So there you have it, a highly abridged version of the Patriots. What can you take away from it? Primarily you want to think about the idea of control via “manufactured consent” and memetic eugenics. I think we can all agree that a group of AIs controlling the world is pretty silly, along with any other sort of Infowars-style conspiracy nonsense. Still, think about the idea of controlling information to help shape the attitudes of people. It’s large scale social engineering, and it’s very, VERY real.

This next part all comes from one Curtis Yarvin, or as he’s more commonly known, Mencius Moldbug who ran a blog called “Unqualified Reservations”. This is just a synopsis from his “Gentle Introduction to Unqualified Reservations”(2) which can take an entire day to read. If you think I’m long-winded, Moldbug’s going to kill you with sheer verbosity.

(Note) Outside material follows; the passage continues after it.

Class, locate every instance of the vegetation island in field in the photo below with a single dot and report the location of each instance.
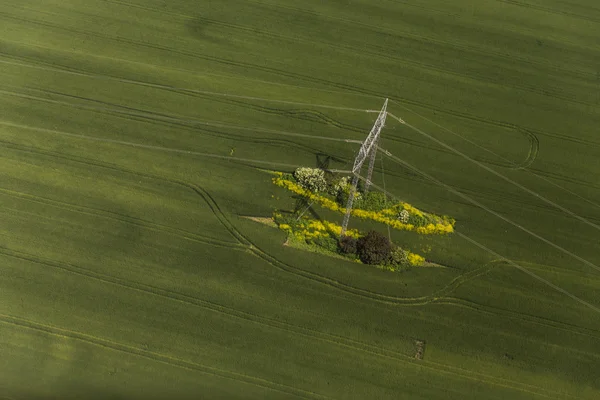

Okay, so this time the story starts with the Middle Ages. The supreme authority back then is the pope. All education and government is run through the Catholic Church. The monarchs answered to the pope. If you got excommunicated, you could expect to get easily conquered by all the other kings, because you were then fair game. This goes on for some time until the Reformation, where kings start to tell the pope to sod off en masse and raise their own Protestant spaces.

Anyway, let’s zoom in on England, early 1500s, where Henry VIII tells the pope to get lost because he wants a new wife. So this establishes England as a religious battleground, where all sorts of Protestant sects are fighting for control. Now let’s fast forward to the 1600’s, where Puritanism, an offshoot of Calvinism, itself a form of Protestantism springs up. Now I’ll skip over the details, but Puritans and the English government didn’t mesh well after Oliver Cromwell died and the Great Restoration sprung up. Cromwell just happened to be a godawful leader who everyone hated and also happened to be a Puritan. A couple smart Puritans decided that they needed to get the hell out of dodge. They packed their bags and hopped aboard the Mayflower and set up the Plymouth colony.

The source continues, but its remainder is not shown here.